See the FeatureExtractor class for a description of the parameters.
Create new combinations of existing features to capture the non-linear relations between the original features.
See the FeatureGenerator class for a description of the parameters.
Replace groups of features with related characteristics with new
features that summarize statistical properties of te group. The
statistical operators are calculated over every row of the group.
The group names and features can be accessed through the groups
method.
See the FeatureGrouper class for a description of the parameters.
Apply feature selection or dimensionality reduction, either to improve the estimators' accuracy or to boost their performance on very high-dimensional datasets. Additionally, remove multicollinear and low variance features.
See the FeatureSelector class for a description of the parameters.
Note
- When strategy="univariate" and solver=None, f_classif or f_regression is used as default solver.
- When strategy is "sfs", "rfecv" or any of the advanced strategies and no scoring is specified, atom's metric (if it exists) is used as scoring.
Training
The training methods are where the models are fitted to the data and their performance is evaluated against a selected metric. There are three methods to call the three different training approaches. Read more in the user guide.
run | Train and evaluate the models in a direct fashion. |
successive_halving | Fit the models in a successive halving fashion. |
train_sizing | Train and evaluate the models in a train sizing fashion. |
Contrary to successive_halving and train_sizing, the direct approach only iterates once over the models, using the full dataset.
The following steps are applied to every model:
- Apply hyperparameter tuning (optional).
- Fit the model on the training set using the best combination of hyperparameters found.
- Evaluate the model on the test set.
- Train the estimator on various bootstrapped samples of the training set and evaluate again on the test set (optional).
See the DirectClassifier or DirectRegressor class for a description of the parameters.
The successive halving technique is a bandit-based algorithm that fits N models to 1/N of the data. The best half are selected to go to the next iteration where the process is repeated. This continues until only one model remains, which is fitted on the complete dataset. Beware that a model's performance can depend greatly on the amount of data on which it is trained. For this reason, it is recommended to only use this technique with similar models, e.g. only using tree-based models.
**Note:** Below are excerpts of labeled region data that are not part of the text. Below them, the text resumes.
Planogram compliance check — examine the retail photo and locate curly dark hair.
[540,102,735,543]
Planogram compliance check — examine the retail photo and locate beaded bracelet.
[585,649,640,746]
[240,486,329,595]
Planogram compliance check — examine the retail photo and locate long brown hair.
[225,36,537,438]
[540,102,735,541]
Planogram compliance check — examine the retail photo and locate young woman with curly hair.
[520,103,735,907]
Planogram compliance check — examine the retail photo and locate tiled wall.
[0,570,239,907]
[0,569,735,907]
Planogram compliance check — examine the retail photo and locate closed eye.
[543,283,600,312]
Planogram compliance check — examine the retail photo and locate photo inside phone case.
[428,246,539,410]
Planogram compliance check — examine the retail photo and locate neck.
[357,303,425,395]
The following steps are applied to every model (per iteration):
- Apply hyperparameter tuning (optional).
- Fit the model on the training set using the best combination of hyperparameters found.
- Evaluate the model on the test set.
- Train the estimator on various bootstrapped samples of the training set and evaluate again on the test set (optional).
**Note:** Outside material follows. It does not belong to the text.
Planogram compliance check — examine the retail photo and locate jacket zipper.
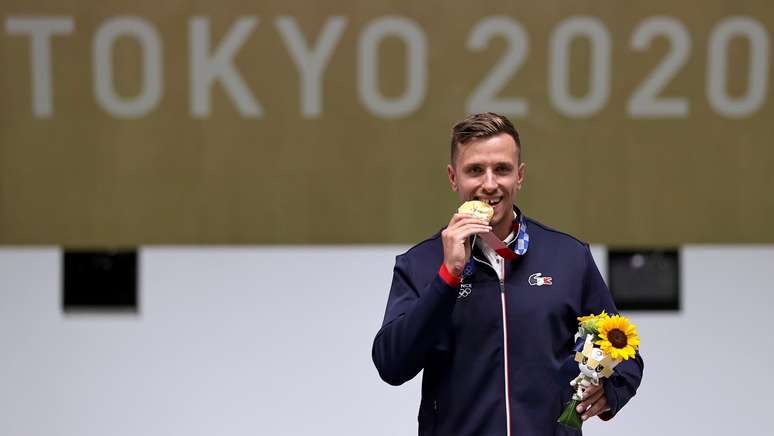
[472,256,511,436]
[500,259,511,436]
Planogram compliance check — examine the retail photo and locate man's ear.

See the SuccessiveHalvingClassifier or SuccessiveHalvingRegressor class for a description of the parameters.
When training models, there is usually a trade-off between model performance and computation time, that is regulated by the number of samples in the training set. This method can be used to create insights in this trade-off, and help determine the optimal size of the training set. The models are fitted multiple times, ever-increasing the number of samples in the training set.
The following steps are applied to every model (per iteration):
- Apply hyperparameter tuning (optional).
- Fit the model on the training set using the best combination of hyperparameters found.
- Evaluate the model on the test set.
- Train the estimator on various bootstrapped samples of the training set and evaluate again on the test set (optional).
See the TrainSizingClassifier or TrainSizingRegressor class for a description of the parameters.